As of September, there has been a 13 percent year-over-year decline in transaction volume, according to data from research firm CoStar. Justin Bakst, director of capital markets at the firm, estimates that 2017 will bring in around $515 billion in transaction volume, closer to 2014’s figure of $534 billion. Last year brought $617 billion in investment sales, and 2016 saw a record $654 billion in transactions, according to CoStar.

While 2017 began slowly for all property types aside from the industrial sector, the primary driver for the decline this year is retail, Bakst says. Last year, the sector saw about $26 billion in sales in the fourth quarter, compared to $33 billion in the last quarter of 2015—and Bakst is not anticipating that this trend will reverse. As of early November, there has been $4 billion in retail investment sales so far for the fourth quarter, according to CoStar figures. The concerns weighing on the industry—such as the growth of e-commerce—seem to be affecting deals. “We continue to see some softening in the retail market,” Bakst says.
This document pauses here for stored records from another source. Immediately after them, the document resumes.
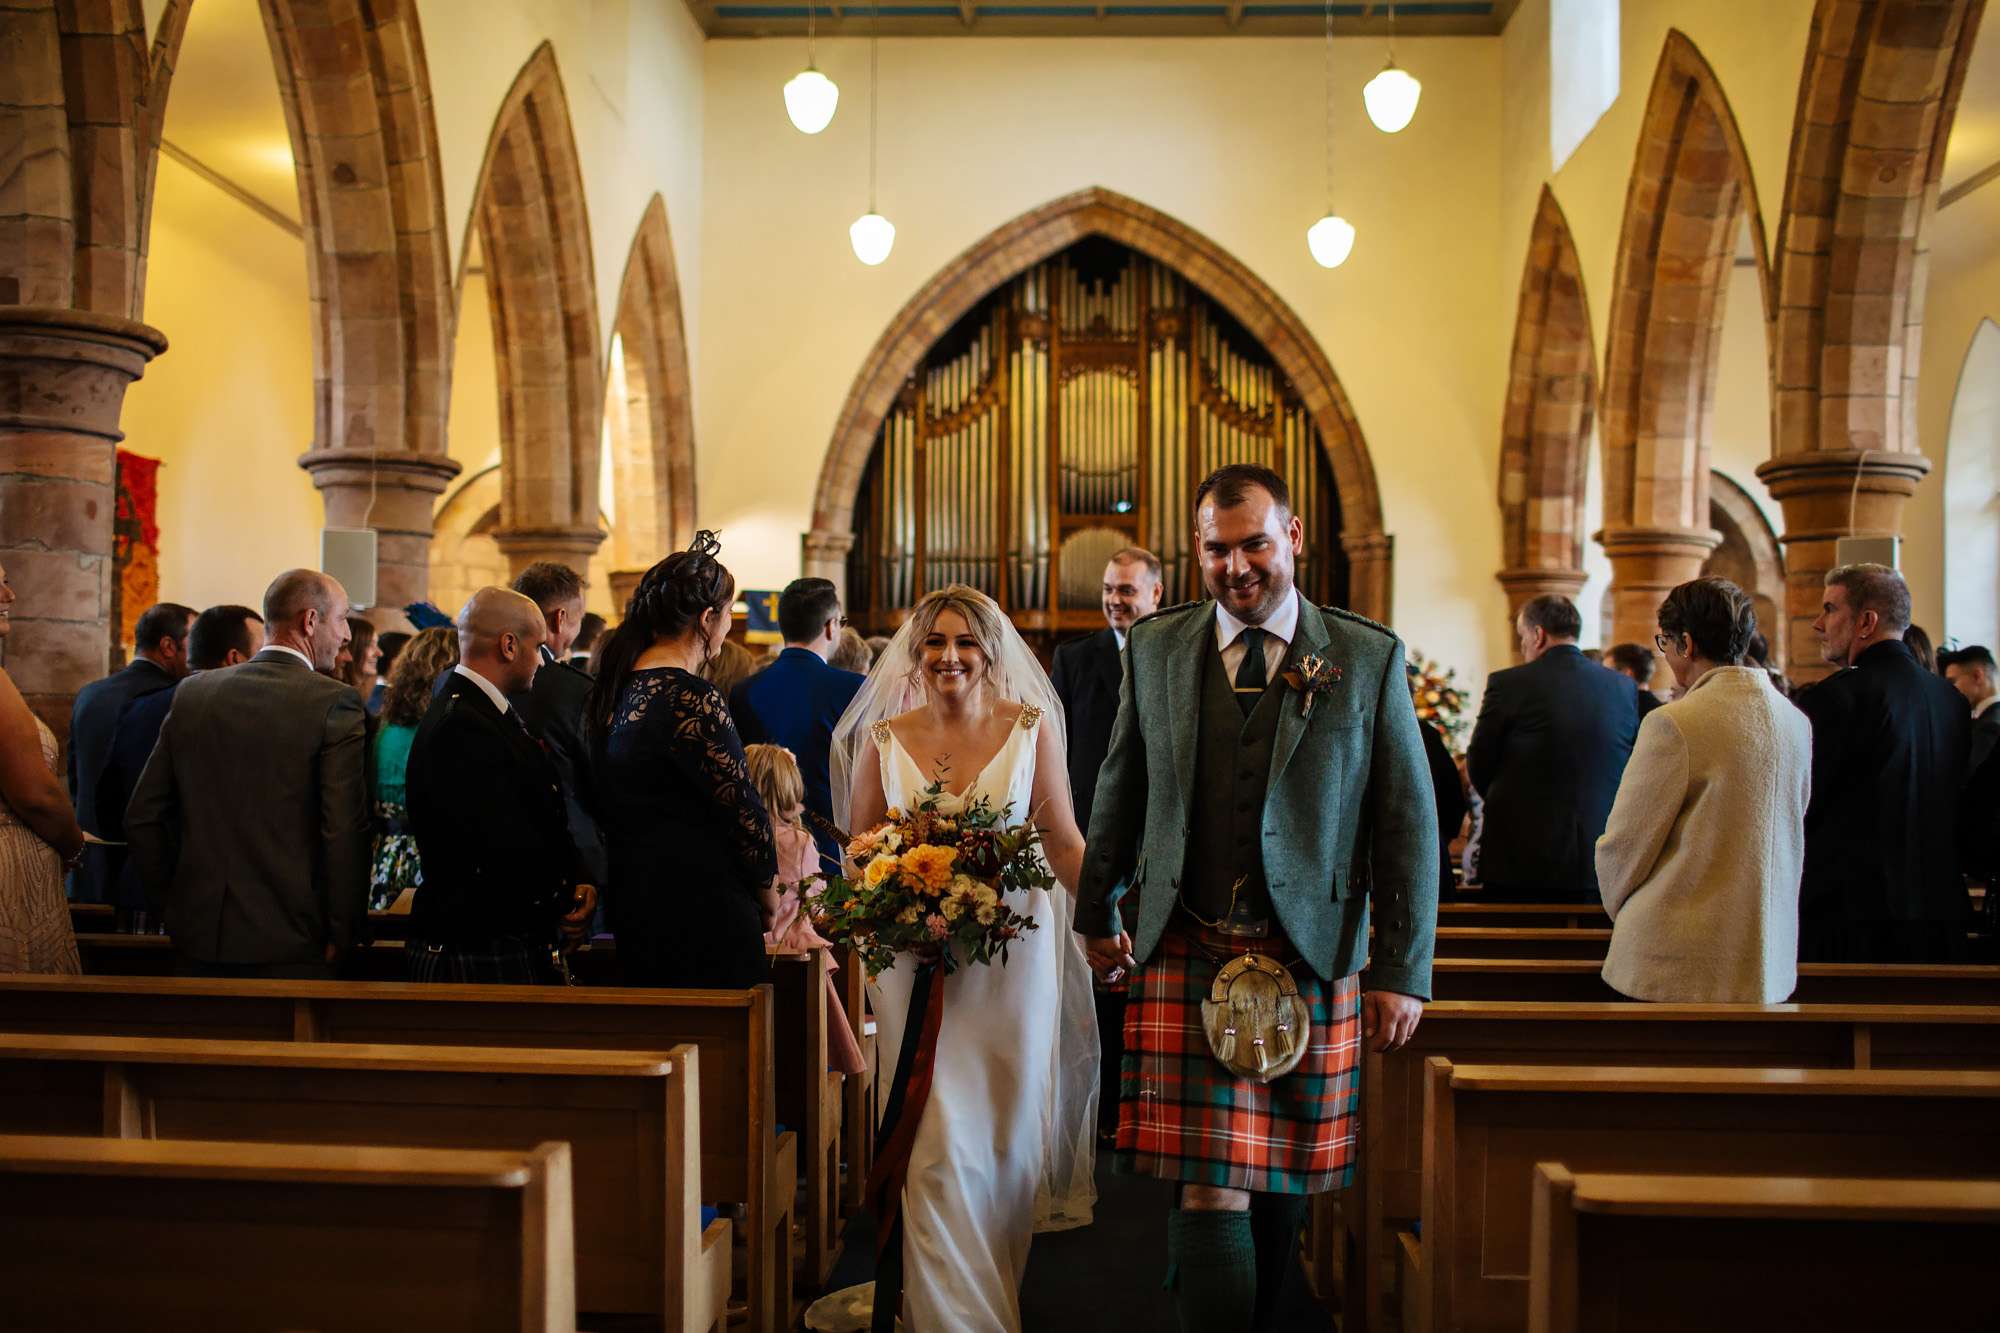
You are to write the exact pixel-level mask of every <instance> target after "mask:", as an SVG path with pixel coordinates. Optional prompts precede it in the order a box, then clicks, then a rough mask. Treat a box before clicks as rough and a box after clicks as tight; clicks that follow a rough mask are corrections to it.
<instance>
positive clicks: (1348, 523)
mask: <svg viewBox="0 0 2000 1333" xmlns="http://www.w3.org/2000/svg"><path fill="white" fill-rule="evenodd" d="M1084 236H1108V238H1112V240H1118V242H1122V244H1126V246H1132V248H1134V250H1140V252H1142V254H1148V256H1150V258H1156V260H1160V262H1162V264H1170V266H1172V268H1176V270H1180V272H1182V274H1184V276H1186V278H1188V280H1190V282H1196V284H1198V286H1200V288H1202V290H1204V292H1208V294H1210V296H1212V298H1214V300H1216V302H1218V304H1220V306H1222V308H1226V310H1228V312H1230V314H1232V316H1234V318H1236V320H1238V322H1240V324H1242V326H1244V328H1246V330H1248V332H1250V334H1252V336H1254V338H1258V340H1260V342H1262V344H1264V348H1268V350H1270V354H1272V358H1274V360H1276V362H1278V366H1280V368H1282V370H1284V374H1286V376H1288V378H1290V382H1292V386H1294V388H1296V390H1298V394H1300V398H1302V400H1304V404H1306V410H1310V412H1312V418H1314V424H1316V426H1318V430H1320V438H1322V440H1324V446H1326V452H1328V460H1330V464H1332V468H1334V480H1336V484H1338V490H1340V522H1342V538H1340V542H1342V548H1344V550H1346V554H1348V586H1350V596H1348V600H1350V602H1352V608H1354V610H1356V612H1360V614H1364V616H1372V618H1376V620H1388V618H1390V614H1392V604H1390V596H1392V580H1390V572H1392V550H1394V542H1392V538H1390V536H1388V532H1384V528H1382V496H1380V490H1378V486H1376V476H1374V462H1372V460H1370V456H1368V444H1366V440H1364V438H1362V430H1360V422H1356V418H1354V408H1352V406H1350V404H1348V396H1346V390H1344V388H1342V386H1340V378H1338V376H1336V374H1334V368H1332V364H1330V362H1328V360H1326V354H1324V352H1322V350H1320V344H1318V342H1314V338H1312V334H1310V332H1308V330H1306V326H1304V324H1302V322H1300V318H1298V314H1294V312H1292V308H1290V306H1286V304H1284V300H1282V298H1280V296H1278V294H1276V292H1272V290H1270V288H1268V286H1266V284H1264V282H1262V280H1260V278H1258V276H1256V274H1252V272H1250V270H1248V268H1246V266H1244V264H1242V262H1240V260H1236V258H1234V256H1232V254H1228V252H1226V250H1222V248H1220V246H1218V244H1216V242H1212V240H1210V238H1206V236H1202V234H1200V232H1196V230H1194V228H1190V226H1186V224H1184V222H1178V220H1174V218H1170V216H1166V214H1164V212H1158V210H1156V208H1148V206H1146V204H1140V202H1138V200H1132V198H1126V196H1122V194H1114V192H1112V190H1104V188H1096V186H1094V188H1088V190H1078V192H1076V194H1066V196H1062V198H1058V200H1052V202H1048V204H1042V206H1040V208H1036V210H1032V212H1028V214H1022V216H1020V218H1014V220H1012V222H1008V224H1004V226H1000V228H998V230H994V232H992V234H988V236H986V238H984V240H980V242H978V244H974V246H972V248H970V250H966V252H964V254H960V256H958V258H954V260H952V262H950V264H946V266H944V268H942V270H940V272H938V274H936V276H932V278H930V282H926V284H924V288H922V290H918V294H916V296H912V298H910V302H908V304H904V308H902V310H900V312H898V314H896V318H894V320H890V326H888V330H884V334H882V336H880V338H878V340H876V344H874V348H872V350H870V352H868V358H866V360H864V362H862V370H860V374H858V376H856V378H854V386H852V388H850V390H848V400H846V404H844V406H842V408H840V418H838V422H836V424H834V436H832V442H830V444H828V448H826V462H824V464H822V466H820V484H818V490H816V494H814V502H812V530H810V532H806V536H804V568H806V574H816V576H822V578H832V580H834V582H836V584H844V582H846V554H848V550H850V548H852V544H854V500H856V494H858V492H860V484H862V472H864V470H866V466H868V454H870V452H872V450H874V442H876V432H878V430H880V428H882V418H884V416H886V414H888V410H890V406H892V404H894V398H896V394H898V392H900V390H902V386H904V382H906V380H908V376H910V372H912V370H914V368H916V364H918V362H920V360H922V356H924V350H926V348H928V346H930V344H932V342H934V340H936V338H938V334H940V332H942V330H946V328H950V326H952V324H954V322H956V320H958V318H960V316H962V314H966V310H970V308H972V306H974V304H976V302H978V300H980V298H984V296H986V294H988V292H992V290H994V288H996V286H1000V284H1002V282H1006V280H1008V278H1014V276H1016V274H1020V272H1022V270H1026V268H1030V266H1032V264H1038V262H1042V260H1044V258H1048V256H1052V254H1056V252H1058V250H1062V248H1066V246H1070V244H1074V242H1078V240H1082V238H1084Z"/></svg>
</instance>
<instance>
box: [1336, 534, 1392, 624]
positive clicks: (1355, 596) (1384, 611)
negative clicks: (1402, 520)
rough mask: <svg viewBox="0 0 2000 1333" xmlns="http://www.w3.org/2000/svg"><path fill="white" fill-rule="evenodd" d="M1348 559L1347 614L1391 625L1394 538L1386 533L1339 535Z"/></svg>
mask: <svg viewBox="0 0 2000 1333" xmlns="http://www.w3.org/2000/svg"><path fill="white" fill-rule="evenodd" d="M1340 548H1342V550H1344V552H1346V556H1348V610H1352V612H1354V614H1358V616H1368V618H1370V620H1380V622H1382V624H1394V622H1392V620H1390V616H1392V614H1394V604H1396V598H1394V592H1396V582H1394V576H1392V574H1394V564H1396V538H1394V536H1390V534H1388V532H1342V536H1340Z"/></svg>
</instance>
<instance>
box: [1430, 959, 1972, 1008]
mask: <svg viewBox="0 0 2000 1333" xmlns="http://www.w3.org/2000/svg"><path fill="white" fill-rule="evenodd" d="M1600 971H1602V965H1600V963H1596V961H1590V959H1438V961H1436V963H1434V965H1432V995H1434V997H1436V999H1440V1001H1544V1003H1570V1005H1578V1003H1584V1005H1588V1003H1596V1001H1622V999H1624V997H1622V995H1618V993H1616V991H1612V989H1610V987H1608V985H1604V979H1602V977H1600V975H1598V973H1600ZM1788 999H1790V1001H1792V1003H1796V1005H2000V967H1994V965H1990V963H1986V965H1982V963H1966V965H1936V963H1802V965H1800V967H1798V989H1796V991H1792V995H1790V997H1788Z"/></svg>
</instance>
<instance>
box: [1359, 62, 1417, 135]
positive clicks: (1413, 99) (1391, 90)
mask: <svg viewBox="0 0 2000 1333" xmlns="http://www.w3.org/2000/svg"><path fill="white" fill-rule="evenodd" d="M1420 96H1424V84H1420V82H1416V76H1412V74H1410V72H1408V70H1398V68H1396V62H1394V60H1390V62H1388V64H1386V66H1382V72H1380V74H1376V76H1374V78H1370V80H1368V86H1366V88H1362V102H1366V106H1368V118H1370V120H1374V124H1376V128H1378V130H1382V132H1384V134H1394V132H1396V130H1400V128H1404V126H1406V124H1410V118H1412V116H1416V100H1418V98H1420Z"/></svg>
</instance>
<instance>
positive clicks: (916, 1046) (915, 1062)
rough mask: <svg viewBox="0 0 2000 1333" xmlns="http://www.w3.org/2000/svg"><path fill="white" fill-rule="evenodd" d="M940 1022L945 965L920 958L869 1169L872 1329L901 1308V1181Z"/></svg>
mask: <svg viewBox="0 0 2000 1333" xmlns="http://www.w3.org/2000/svg"><path fill="white" fill-rule="evenodd" d="M942 1025H944V969H942V967H938V965H936V963H922V965H918V969H916V985H914V987H910V1013H908V1017H906V1019H904V1025H902V1049H900V1053H898V1057H896V1079H894V1083H890V1089H888V1099H886V1105H884V1109H882V1129H880V1131H878V1133H876V1161H874V1169H872V1171H870V1173H868V1209H870V1211H872V1213H874V1219H876V1297H874V1301H876V1305H874V1327H876V1329H894V1327H896V1315H898V1313H900V1311H902V1185H904V1181H906V1179H908V1175H910V1151H912V1149H914V1147H916V1131H918V1127H920V1125H922V1123H924V1107H928V1105H930V1083H932V1079H934V1077H936V1073H938V1029H940V1027H942Z"/></svg>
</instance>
Sales activity typically peaks in the fourth quarter, but any rebound should not be taken as a change in overall market direction, Andy McCulloch, managing director of real estate analytics at Newport Beach, Calif.-based research firm Green Street Advisors, said in an email. M&A and portfolio sales can also impact individual quarters, he noted. Portfolio sales were up 3 percent year-over-year in the third quarter, but single-asset sales were down 13 percent, according to RCA data.
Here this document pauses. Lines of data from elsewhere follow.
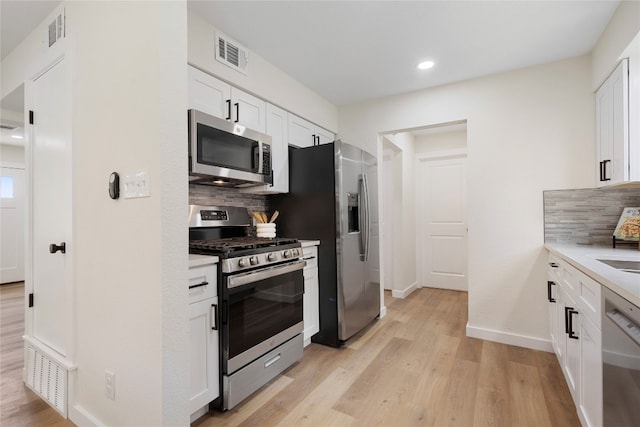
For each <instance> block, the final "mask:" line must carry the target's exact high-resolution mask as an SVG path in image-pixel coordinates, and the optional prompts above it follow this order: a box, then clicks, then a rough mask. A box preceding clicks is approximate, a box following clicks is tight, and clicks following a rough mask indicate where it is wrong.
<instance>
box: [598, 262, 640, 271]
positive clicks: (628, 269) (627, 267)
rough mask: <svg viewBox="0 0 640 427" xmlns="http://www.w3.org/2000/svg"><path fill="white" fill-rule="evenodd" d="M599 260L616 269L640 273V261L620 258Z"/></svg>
mask: <svg viewBox="0 0 640 427" xmlns="http://www.w3.org/2000/svg"><path fill="white" fill-rule="evenodd" d="M598 261H600V262H601V263H603V264H607V265H608V266H610V267H613V268H615V269H616V270H620V271H626V272H627V273H636V274H640V261H625V260H619V259H599V260H598Z"/></svg>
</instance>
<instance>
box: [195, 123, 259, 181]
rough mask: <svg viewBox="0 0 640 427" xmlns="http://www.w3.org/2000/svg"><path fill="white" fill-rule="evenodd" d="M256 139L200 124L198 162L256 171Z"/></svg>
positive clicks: (216, 165) (199, 124) (219, 165)
mask: <svg viewBox="0 0 640 427" xmlns="http://www.w3.org/2000/svg"><path fill="white" fill-rule="evenodd" d="M257 146H258V143H257V142H256V141H254V140H251V139H248V138H245V137H242V136H239V135H235V134H232V133H229V132H225V131H222V130H219V129H215V128H212V127H209V126H205V125H202V124H198V163H203V164H207V165H212V166H220V167H229V168H233V169H240V170H244V171H247V172H256V171H255V169H256V168H255V165H254V163H255V159H254V153H255V152H256V150H257Z"/></svg>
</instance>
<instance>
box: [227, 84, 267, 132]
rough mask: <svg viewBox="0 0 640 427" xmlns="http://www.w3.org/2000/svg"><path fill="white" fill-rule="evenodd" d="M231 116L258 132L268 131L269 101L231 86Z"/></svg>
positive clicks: (243, 123)
mask: <svg viewBox="0 0 640 427" xmlns="http://www.w3.org/2000/svg"><path fill="white" fill-rule="evenodd" d="M231 104H232V106H231V117H232V120H233V121H234V122H236V123H239V124H241V125H243V126H246V127H248V128H249V129H253V130H256V131H258V132H262V133H265V132H266V127H267V125H266V123H267V103H266V102H265V101H263V100H262V99H260V98H257V97H255V96H253V95H250V94H248V93H246V92H244V91H242V90H240V89H238V88H235V87H232V88H231Z"/></svg>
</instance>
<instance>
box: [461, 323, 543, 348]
mask: <svg viewBox="0 0 640 427" xmlns="http://www.w3.org/2000/svg"><path fill="white" fill-rule="evenodd" d="M467 336H468V337H471V338H479V339H483V340H487V341H495V342H499V343H501V344H509V345H515V346H517V347H524V348H530V349H532V350H540V351H546V352H549V353H553V347H552V346H551V341H549V340H543V339H540V338H534V337H527V336H525V335H517V334H510V333H508V332H503V331H494V330H492V329H484V328H477V327H475V326H470V325H469V323H467Z"/></svg>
Despite the slowdown in activity, price growth increased in the third quarter, as prices were up year-over-year by 7.5 percent, according to the RCA report, which also noted that prices are now 20 percent higher for all property types nationally compared to a decade ago when the world was on the verge of the financial crisis. This could account, in part, for the persistent bid-ask gap that has emerged. “I think it’s just signaling that buyers and sellers are further apart,” Costello notes.

Ten-X, an online real estate transaction marketplace, recently analyzed this sentiment over eight quarters from 2015 to 2017, and it appears the bid-ask gap is present and affecting deal volume, says Peter Muoio, chief economist at Ten-X. The firm found that there was a 4.7 percent price expectation gap across all segments on average. The apartment sector saw the biggest gap, of 7.2 percent, and the office sector saw the smallest, at 1.7 percent.

“A year to two years ago, it was much frothier—many more people were showing up at these sales,” says Michael Goldman, senior vice president of acquisitions and finance with Golub & Co., a Chicago-based development and investment firm. “There are many properties whose pricing does not align with buyers’ expectations, and those properties aren’t selling,” he adds.

Still, Goldman describes the overall situation as uneven. “We’ve had both experiences,” he notes. For example, the firm bought an apartment building a few years ago and renovated the common area and half of its 300 apartments. That building, the sale of which is expected to close later this year, saw a lot of interest from buyers who were drawn to the fact that only half of the apartments were fixed up. These buyers saw an opportunity to raise their future returns by renovating the rest of the units themselves, Goldman says. Meanwhile, another apartment building the company was trying to sell that was completely renovated drew fewer interested buyers, as buyers did not want to pay top-of-market prices, he notes. “The response from the market was, ‘there’s nothing left for us to do,’” he adds.

Many sellers, who may not get the price they want for their property, are also pulling back, choosing not to sell but rather refinance, Goldman says

Another issue weighing on buyers’ and sellers’ minds and potentially contributing to the bid-ask gap is the length of the business cycle—the second-longest in modern history, and there is a psychology developing where people are wondering how long it will last, Muoio says.